MIMPI ITU AKHIRNYA BERTEPI
[cerita tentang mimpi seorang sahabat]
CANDITA #15

“Bukan seberapa besar mimpimu,
tapi seberapa besar kamu untuk mimpi itu.”
(Guru Balya, dalam film “Sang Pemimpi”)

BERAWAL DARI MIMPI
Jumat malam pukul setengah sepuluh saya baru tiba di rumah setelah mengikuti acara selametan dan asyik berbincang dengan sahabat, keluarga dan tokoh masyarakat di kediaman Entol Zainal Muttaqien (Kiki), Cipocok, Serang. Malam itu, sahabatku yang pernah bareng duduk di bangku Madrasah Aliyah itu, tengah mengadakan syukuran dan baca doa bersama untuk keselamatan dan kelancaran penerbangannya ke Negeri Kincir Angin, Belanda, pada Minggu (31/01) dini hari. Lebih dari itu, pembacaan doa bersama itu adalah bentuk dukungan moril betapa bangganya kami sebagai sahabat memiliki seorang sahabat yang berhasil mendapatkan beasiswa Indonesian Young Leader, dari Leiden University.

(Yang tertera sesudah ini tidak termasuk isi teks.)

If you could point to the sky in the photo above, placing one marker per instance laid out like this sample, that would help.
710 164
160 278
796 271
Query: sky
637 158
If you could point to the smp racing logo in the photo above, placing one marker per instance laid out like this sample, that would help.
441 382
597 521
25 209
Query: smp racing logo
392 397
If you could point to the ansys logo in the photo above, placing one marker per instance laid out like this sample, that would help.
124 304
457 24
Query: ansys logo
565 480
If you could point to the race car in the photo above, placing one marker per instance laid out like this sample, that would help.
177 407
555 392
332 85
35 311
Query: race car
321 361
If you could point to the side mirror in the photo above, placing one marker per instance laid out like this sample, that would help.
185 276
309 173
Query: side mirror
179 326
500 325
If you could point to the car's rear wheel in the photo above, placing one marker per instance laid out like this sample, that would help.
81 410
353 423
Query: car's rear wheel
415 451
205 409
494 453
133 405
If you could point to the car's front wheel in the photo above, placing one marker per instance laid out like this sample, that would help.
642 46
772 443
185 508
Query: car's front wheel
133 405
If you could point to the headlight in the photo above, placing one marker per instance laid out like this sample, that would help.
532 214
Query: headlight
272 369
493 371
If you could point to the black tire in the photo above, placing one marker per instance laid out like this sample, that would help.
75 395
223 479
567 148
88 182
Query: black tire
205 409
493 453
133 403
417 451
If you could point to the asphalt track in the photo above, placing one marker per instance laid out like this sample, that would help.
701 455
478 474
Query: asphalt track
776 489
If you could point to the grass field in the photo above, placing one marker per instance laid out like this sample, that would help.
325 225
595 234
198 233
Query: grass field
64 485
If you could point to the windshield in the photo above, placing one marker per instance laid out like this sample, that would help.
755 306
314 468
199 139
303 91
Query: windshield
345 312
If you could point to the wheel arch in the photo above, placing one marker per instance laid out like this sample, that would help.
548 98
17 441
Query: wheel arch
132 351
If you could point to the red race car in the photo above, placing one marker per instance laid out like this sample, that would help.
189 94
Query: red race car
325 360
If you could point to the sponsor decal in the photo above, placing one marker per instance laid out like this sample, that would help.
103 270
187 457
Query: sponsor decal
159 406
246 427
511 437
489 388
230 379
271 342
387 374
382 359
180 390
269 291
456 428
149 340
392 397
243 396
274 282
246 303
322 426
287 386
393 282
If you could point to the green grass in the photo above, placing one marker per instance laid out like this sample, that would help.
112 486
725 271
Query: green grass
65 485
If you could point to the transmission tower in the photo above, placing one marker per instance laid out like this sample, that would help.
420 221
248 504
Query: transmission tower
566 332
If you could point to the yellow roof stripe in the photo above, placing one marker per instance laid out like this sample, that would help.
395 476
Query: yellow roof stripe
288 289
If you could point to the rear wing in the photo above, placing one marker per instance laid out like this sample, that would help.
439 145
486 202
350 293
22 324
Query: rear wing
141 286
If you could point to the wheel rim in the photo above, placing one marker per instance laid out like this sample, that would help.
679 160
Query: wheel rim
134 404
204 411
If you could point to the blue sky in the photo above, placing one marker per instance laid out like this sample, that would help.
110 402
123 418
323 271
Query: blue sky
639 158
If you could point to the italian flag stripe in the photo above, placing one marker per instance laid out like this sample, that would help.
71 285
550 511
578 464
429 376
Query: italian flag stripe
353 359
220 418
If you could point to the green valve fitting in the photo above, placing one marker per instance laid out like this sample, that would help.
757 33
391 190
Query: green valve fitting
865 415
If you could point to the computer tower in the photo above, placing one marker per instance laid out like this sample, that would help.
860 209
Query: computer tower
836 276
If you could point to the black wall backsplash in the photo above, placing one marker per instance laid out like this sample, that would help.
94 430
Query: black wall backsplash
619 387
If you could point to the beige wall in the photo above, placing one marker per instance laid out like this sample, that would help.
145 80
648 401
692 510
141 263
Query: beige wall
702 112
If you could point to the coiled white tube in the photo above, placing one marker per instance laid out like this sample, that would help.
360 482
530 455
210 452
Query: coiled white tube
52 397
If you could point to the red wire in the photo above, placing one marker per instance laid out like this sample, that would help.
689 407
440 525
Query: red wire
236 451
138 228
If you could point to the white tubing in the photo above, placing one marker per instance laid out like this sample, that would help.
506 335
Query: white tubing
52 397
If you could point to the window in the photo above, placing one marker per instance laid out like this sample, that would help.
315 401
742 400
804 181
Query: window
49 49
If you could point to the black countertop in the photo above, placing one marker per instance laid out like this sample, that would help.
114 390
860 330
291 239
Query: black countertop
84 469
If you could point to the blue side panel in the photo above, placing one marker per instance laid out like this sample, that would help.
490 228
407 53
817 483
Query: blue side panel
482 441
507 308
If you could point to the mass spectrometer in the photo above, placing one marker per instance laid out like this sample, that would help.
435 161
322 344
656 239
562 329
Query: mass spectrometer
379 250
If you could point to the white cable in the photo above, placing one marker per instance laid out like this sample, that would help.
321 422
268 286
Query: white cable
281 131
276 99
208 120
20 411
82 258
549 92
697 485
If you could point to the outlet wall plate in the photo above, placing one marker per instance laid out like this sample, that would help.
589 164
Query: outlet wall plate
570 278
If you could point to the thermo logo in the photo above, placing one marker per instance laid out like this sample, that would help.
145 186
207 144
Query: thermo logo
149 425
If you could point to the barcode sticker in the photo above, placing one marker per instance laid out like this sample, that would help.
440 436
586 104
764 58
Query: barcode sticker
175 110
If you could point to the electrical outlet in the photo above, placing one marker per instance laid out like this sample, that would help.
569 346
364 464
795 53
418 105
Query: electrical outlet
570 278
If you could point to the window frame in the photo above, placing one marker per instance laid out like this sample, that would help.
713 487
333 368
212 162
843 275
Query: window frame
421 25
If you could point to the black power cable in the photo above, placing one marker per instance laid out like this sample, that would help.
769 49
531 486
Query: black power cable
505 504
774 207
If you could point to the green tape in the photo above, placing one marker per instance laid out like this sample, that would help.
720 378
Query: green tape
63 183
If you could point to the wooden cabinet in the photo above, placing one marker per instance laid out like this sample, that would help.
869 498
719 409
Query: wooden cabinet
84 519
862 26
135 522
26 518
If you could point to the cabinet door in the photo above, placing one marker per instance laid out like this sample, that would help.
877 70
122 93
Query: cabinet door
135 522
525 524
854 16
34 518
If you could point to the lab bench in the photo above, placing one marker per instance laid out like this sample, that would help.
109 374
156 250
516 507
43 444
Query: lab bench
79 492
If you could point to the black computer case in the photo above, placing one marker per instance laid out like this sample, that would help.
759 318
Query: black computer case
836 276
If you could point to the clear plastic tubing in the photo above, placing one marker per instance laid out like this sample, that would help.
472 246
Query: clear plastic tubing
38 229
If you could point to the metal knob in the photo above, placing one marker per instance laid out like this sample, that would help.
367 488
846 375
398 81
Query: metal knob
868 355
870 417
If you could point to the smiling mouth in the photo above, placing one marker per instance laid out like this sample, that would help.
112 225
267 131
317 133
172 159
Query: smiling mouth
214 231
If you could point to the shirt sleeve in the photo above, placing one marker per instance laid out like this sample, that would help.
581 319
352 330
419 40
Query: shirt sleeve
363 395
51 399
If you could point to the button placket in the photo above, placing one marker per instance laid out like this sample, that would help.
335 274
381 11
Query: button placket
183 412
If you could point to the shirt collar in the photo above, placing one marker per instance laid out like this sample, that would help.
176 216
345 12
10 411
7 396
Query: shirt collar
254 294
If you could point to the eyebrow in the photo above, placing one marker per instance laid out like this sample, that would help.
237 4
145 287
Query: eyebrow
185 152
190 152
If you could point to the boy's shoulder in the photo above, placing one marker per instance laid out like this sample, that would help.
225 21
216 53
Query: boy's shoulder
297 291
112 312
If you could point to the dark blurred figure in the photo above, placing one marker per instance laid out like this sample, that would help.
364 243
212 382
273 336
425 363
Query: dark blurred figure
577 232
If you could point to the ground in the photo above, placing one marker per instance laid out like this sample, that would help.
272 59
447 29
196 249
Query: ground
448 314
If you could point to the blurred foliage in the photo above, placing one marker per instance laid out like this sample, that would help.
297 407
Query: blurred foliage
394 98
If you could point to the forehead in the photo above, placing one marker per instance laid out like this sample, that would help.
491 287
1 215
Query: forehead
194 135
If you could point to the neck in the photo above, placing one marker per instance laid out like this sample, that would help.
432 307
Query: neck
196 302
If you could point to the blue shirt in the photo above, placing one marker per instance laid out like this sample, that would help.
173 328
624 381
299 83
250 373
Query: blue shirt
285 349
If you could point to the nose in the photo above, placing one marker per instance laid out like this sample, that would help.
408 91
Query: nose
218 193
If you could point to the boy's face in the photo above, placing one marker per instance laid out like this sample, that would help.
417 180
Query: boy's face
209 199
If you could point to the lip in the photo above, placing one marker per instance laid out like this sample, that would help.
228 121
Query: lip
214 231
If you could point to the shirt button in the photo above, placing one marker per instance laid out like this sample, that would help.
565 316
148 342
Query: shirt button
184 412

Dalam suasana penuh syukur dan bahagia itu, kami (Saya, Irfan [kawan saya di Mesir yang juga sepupu Kiki], dan Kiki) juga berbincang hangat dengan sang ibunda Kiki. Dengan penuh bangga ia menceritakan betapa anaknya telah bercita-cita studi ke Belanda sejak kelas lima Sekolah Dasar. “Ibu masih inget dulu, Kiki waktu kelas lima SD pengen ke Belanda, sampe-sampe kalo tidur selalu ngomong Belanda.” kenang Sang Bunda penuh haru. Dan kini,—entah sadar atau tidak saat Kiki ingin ke Belanda dalam usia anak-anak— cita-cita yang didambanya telah ada di depan mata. Di tangannya telah ada student visa untuk menetap di ‘Negeri Oranye’ selama kurang lebih delapan belas bulan dalam rangka menuntut ilmu.

Selama berbincang, sesekali Kiki bercerita perihal kehidupan yang akan diajalaninya di Belanda. “Kami mendapatkan beasiswa perbulan sebesar 870 Euro, kalau dirupiahkan sekitar sebelas jutaan,” cerita Kiki penuh semangat. Saya dan Irfan tercengang takjub. “Wah, dua bulan dapet beasiswa di Belanda, bisa buat modal bikin warnet nih, Fan…” saya berseloroh sambil tersenyum renyah ke arah Irfan yang baru saja membuka gerai warnet “Bayonet” di Menes. Irfan pun tertawa. “Tapi,” Kiki melanjutkan ceritanya, “biaya hidup di sana mahal, untuk makan saja bisa sampai 50 Euro sekali makan.”

Barangkali jika kita menghayati apa yang diinginkan Kiki sejak kelas lima Sekolah Dasar itu, tentunya kita akan berpendapat tidak mungkin anak usia sekitar sebelas tahun sudah berpikir tentang luar negeri. Tidak mungkin anak Sekolah Dasar memiliki fikiran melompat jauh ke sana. Tidak mungkin, dan begitu seterusnya. Dan, tentu saja, saat itu kita akan sepakat mengatakan bahwa Kiki sedang bermimpi.

KIKI, DULU DAN KINI
Saya mulai mengenal Kiki sejak sama-sama duduk di kelas satu sampai kelas tiga Madrasah Aliyah Daar el-Qolam, Gintung, Jayanti, Tangerang. Saat itu, saya dan sebagian teman-teman lain mengenalnya sebagai seseorang yang tidak mudah bersahabat karena tampangnya yang terlalu ‘serius’. Tidak bisa diajak bercanda dan tertawa bersama. Tidak bisa diajak ‘cincai’ urusan pelajaran, dan sejumlah perkiraan lainnya.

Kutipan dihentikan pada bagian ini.